Head shrinking

I’ve been trying to see things differently.  I’m trying to really look at what’s happening around me and to not see what I’m expecting to see.  I feel like I’m missing things, important things that are worthy of finding and exploring are happening and it’s not for want of curiosity, my eyes just aren’t open the way that they need to be.  They used to be though.   


My daughters can see things like I used to.  In fact they see them everywhere–tiny details, incredible juxtaposition and visual irony that’s just plain ridiculous.  They’re always taking pictures with their phones or pointing things out to me.  Little scenes that they create narratives for, complete with characters and voices and subplots sometimes and all I can think is that it’s all so damn clever.  


My brother David still has that gift as well.  I posted this picture above a while back on Instagram and his comment was,


“Robot lady legs,” 


…which is now the title of the picture because it’s brilliant.  Completely fucking brilliant.  The arch becomes a pair of legs, but who’s legs are they?  Well, the light looks like pubic hair in a landing strip, so the legs belong to a lady.  But this is a very boxy pair of legs so she must be a robot.  Et voila.  His mind just sees things that the rest of us somehow forgot how to see and the fact that he still can gives me hope that if I try really hard to open my eyes again, I might be able to see again like they do. 

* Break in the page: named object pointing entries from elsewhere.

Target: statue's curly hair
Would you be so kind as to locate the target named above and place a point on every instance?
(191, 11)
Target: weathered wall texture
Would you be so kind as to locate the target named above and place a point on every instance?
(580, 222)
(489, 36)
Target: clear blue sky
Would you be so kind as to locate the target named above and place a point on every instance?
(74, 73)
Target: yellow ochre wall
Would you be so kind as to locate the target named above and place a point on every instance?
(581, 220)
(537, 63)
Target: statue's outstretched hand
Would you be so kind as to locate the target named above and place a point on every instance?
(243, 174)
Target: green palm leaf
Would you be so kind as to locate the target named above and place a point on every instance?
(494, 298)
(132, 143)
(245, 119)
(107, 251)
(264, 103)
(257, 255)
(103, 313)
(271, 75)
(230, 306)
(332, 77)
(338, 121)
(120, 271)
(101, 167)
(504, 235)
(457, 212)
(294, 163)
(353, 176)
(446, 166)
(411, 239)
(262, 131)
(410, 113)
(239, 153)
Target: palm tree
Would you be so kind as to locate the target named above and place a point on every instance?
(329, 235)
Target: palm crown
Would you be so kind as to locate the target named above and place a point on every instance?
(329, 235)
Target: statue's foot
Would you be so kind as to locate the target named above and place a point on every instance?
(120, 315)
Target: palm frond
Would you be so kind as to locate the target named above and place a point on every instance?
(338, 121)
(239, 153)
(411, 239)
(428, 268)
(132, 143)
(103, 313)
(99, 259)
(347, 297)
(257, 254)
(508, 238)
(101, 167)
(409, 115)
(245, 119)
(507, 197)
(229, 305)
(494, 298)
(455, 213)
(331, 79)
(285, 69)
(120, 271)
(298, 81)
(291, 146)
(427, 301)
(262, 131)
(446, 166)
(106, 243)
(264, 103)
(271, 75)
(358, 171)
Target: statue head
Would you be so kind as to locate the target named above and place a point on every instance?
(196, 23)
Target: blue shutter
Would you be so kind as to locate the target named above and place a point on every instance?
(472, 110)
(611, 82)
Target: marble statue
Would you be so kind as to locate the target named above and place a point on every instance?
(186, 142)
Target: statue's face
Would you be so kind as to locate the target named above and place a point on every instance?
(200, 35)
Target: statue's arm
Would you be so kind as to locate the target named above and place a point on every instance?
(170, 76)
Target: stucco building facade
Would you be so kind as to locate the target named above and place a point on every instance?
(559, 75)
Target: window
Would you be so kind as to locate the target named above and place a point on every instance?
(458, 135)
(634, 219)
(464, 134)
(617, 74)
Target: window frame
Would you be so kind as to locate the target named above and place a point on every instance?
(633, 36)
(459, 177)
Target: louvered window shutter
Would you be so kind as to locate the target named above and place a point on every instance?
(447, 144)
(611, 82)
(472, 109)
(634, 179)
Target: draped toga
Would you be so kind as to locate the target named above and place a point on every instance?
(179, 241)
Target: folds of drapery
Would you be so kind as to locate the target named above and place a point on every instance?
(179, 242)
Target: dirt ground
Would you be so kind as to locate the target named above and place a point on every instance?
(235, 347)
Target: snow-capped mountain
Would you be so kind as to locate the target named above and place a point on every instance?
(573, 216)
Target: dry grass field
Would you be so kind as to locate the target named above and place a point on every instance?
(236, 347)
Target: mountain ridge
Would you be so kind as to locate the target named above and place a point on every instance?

It’s not easy.  The first step for me is clearing my head.  Not thinking about what I need to find.  Not thinking about what time it is or what I need to do later, but being completely in the here and now.  The next step for me is limiting my vision.  I usually do this by front focusing my lens.  Now I have narrowed my view to happenings closer than two-and-a-half meters from me–everything further away simply must fade into nothing–beyond my focus range can’t exist.  The last step is to ignore the patterns I know and to see beyond the immediate state of recognition.  Our mind store memories based on hierarchical systems of patterns.  Part of a black line, becomes part of a letter, becomes the letter “A” becomes part of a word, part of a word that has three letters, that looks like the word “ass” because I’m looking at the word “ass.”  I try to subconsciously hijack that process and see what I could be looking at.    This is the hardest part, just letting my mind flow. 


I’ve had some success.  I’ve had a lot of failure, but like all things it’s a work in progress.  I was using this technique when I shot the picture at the top of this post.  It’s not a picture I would normally see or shoot.  It lacks the strict compositional bullshit dogma I’ve built around myself and is the polar opposite to the “Bag man” picture I wrote about yesterday.  It was straight from the subconscious, made possible with a little bit of head shrinking.   


Shot on a Leica M7, with an amber filtered 35mm Cron on Kodak Tri-X 400 pushed to 800 at the Icon.